Gotowy na wyprawę, która połączy strategię, rozwiązywanie zagadek i odrobinę zimowego szaleństwa? Wbijaj do świata Dibbles 2: Zimowe tarapaty – gry, gdzie małe, pulchne stworki zwane Dibbles wyruszają na misję ratunkową, żeby doprowadzić swojego króla do bezpiecznej przystani. Brzmi poważnie? Oj, nie daj się zwieść – to prawdziwa jazda bez trzymanki po lodowatych pułapkach i śnieżnych zaspach, gdzie każdy krok może oznaczać koniec bajkowej karierki.
Twoim zadaniem (jakbyś nie miał nic lepszego do roboty, co?) jest prowadzenie tej bandy okrąglutkich bohaterów przez zaspy, przepaście i inne zimowe cudaki. Jak?
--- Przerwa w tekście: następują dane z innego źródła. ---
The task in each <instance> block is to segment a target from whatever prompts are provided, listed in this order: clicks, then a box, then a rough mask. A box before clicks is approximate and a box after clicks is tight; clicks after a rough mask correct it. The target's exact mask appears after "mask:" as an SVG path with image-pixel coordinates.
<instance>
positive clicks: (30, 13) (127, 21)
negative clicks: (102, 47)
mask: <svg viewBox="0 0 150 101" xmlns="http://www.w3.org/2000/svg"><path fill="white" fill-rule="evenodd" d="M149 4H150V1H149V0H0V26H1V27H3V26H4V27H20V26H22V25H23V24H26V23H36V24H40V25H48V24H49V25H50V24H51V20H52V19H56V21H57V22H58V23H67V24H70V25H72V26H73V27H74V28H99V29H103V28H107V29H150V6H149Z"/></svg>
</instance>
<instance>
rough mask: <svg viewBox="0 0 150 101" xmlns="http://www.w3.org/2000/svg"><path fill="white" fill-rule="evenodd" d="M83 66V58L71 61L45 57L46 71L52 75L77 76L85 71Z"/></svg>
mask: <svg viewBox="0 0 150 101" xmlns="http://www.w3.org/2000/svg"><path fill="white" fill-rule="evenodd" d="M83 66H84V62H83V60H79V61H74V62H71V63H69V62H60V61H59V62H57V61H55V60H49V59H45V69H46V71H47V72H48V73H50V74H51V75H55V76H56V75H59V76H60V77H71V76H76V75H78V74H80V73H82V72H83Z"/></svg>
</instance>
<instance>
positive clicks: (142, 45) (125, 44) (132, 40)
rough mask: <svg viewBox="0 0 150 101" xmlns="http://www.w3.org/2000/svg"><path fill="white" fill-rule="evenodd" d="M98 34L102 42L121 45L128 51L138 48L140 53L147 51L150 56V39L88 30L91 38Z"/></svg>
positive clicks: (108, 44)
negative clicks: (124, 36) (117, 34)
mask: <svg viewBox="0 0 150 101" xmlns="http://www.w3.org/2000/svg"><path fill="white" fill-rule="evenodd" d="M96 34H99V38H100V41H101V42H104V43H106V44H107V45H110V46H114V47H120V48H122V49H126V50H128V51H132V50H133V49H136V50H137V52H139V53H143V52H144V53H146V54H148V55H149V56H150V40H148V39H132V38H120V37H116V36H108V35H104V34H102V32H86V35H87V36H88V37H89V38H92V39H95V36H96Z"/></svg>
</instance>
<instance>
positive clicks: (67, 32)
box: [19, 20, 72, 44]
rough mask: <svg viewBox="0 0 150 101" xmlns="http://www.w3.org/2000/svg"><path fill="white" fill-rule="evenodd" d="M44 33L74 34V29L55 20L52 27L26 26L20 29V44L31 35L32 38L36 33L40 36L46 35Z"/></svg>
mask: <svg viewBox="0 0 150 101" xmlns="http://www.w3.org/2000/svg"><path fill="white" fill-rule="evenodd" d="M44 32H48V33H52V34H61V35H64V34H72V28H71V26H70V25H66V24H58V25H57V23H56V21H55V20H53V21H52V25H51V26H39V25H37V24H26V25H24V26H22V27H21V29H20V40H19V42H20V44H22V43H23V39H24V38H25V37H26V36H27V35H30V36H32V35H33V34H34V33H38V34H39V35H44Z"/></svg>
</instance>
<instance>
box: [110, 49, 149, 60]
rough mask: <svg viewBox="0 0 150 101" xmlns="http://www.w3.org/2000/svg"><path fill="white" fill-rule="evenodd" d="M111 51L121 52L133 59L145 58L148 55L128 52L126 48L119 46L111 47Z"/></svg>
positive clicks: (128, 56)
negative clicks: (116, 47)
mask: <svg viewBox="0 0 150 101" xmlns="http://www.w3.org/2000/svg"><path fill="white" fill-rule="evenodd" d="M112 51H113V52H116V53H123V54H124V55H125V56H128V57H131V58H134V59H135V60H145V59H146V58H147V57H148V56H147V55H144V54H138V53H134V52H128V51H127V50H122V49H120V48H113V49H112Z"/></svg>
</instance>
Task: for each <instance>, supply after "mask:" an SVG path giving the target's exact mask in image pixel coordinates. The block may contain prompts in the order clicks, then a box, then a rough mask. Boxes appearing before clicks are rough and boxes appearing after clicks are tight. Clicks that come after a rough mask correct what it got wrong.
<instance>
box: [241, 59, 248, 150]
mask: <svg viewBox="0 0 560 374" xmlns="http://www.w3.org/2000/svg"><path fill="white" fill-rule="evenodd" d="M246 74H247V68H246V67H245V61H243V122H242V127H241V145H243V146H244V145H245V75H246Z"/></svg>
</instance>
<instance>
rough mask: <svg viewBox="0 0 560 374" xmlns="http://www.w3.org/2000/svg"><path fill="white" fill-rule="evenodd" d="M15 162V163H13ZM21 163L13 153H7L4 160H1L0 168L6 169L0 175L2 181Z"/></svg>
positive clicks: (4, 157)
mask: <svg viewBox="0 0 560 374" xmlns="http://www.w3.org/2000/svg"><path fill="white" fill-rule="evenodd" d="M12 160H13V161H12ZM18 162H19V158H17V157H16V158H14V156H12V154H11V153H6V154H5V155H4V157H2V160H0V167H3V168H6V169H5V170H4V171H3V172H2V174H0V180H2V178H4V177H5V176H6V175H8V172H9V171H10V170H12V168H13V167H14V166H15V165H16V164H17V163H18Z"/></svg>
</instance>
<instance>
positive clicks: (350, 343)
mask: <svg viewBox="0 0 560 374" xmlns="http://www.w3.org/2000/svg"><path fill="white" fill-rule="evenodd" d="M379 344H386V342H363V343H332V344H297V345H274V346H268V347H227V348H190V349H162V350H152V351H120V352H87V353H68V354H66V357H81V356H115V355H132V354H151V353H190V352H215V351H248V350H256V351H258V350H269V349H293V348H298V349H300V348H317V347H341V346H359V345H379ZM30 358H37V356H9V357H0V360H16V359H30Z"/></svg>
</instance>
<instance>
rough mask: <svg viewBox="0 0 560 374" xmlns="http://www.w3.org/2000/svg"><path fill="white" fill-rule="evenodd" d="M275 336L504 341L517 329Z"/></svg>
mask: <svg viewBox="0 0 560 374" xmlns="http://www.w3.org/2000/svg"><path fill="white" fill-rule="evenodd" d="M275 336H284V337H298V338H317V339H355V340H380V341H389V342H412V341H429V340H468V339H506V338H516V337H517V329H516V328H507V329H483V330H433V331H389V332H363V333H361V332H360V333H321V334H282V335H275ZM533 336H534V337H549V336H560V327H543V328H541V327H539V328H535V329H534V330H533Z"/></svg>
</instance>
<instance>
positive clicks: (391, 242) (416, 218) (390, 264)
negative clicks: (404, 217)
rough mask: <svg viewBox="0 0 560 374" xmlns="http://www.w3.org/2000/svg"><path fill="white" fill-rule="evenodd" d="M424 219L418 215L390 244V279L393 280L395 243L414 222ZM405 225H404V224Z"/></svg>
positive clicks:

No, planujesz, kogo poświęcić – tak, tak, ograniczone zasoby to nie żart – żeby oczyścić drogę dla króla i reszty. Bo przecież nie każdy Dibbles może zostać bohaterem, niektórzy muszą stać się lodowymi śniadaniami dla pułapek. Ale hej, to wszystko w imię wyższej sprawy i szybkiego przejścia poziomu.
Sterowanie jest prostsze niż nauka tańca na weselu wujka – klik, klik, wskakuj tam, klik, pomagaj tu. Każdy level to nowa śnieżna łamigłówka, gdzie trzeba pomyśleć, poskakać po głowach (przynajmniej metaforycznie) i pokombinować, żeby rozwiązać, kto idzie do przodu, a kto ląduje na mrozie. A jak coś nie działa? No problem – eksperymentuj, bo nic tak nie cieszy, jak oglądanie, jak Dibbles wpadają w śniegowe tarapaty po raz setny.
Mechanika? To mieszanka typowego zarządzania zasobami i łamigłówkowego myślenia, gdzie liczy się spryt i szybkie podejmowanie decyzji – coś jakby grać w szachy, ale na śliskim lodzie i z pulchnymi pionkami, które czasami wpadną w dziurę. Zimowe pułapki, śliskie powierzchnie, wredne przepaście – idealne, żeby sprawdzić, czy Twoja cierpliwość i poczucie humoru są wystarczająco mocne.
A grafika? Urocza jak bałwanek po trzeciej gorącej czekoladzie, a przy tym wciągająca, że nieźle może się skończyć – wiesz, godzina grania, a tu nagle śniadanie już zimne i kawa przestygła. Dibbles 2: Zimowe tarapaty to idealna gra, jeśli chcesz poćwiczyć mózg, pośmiać się z absurdów i poczuć, że nawet w lodowym świecie można mieć niezły ubaw. Także, jeśli masz dość zwykłych łamigłówek i szukasz czegoś, co nie tylko rozrusza szare komórki, ale też wywoła uśmiech – to jest TO!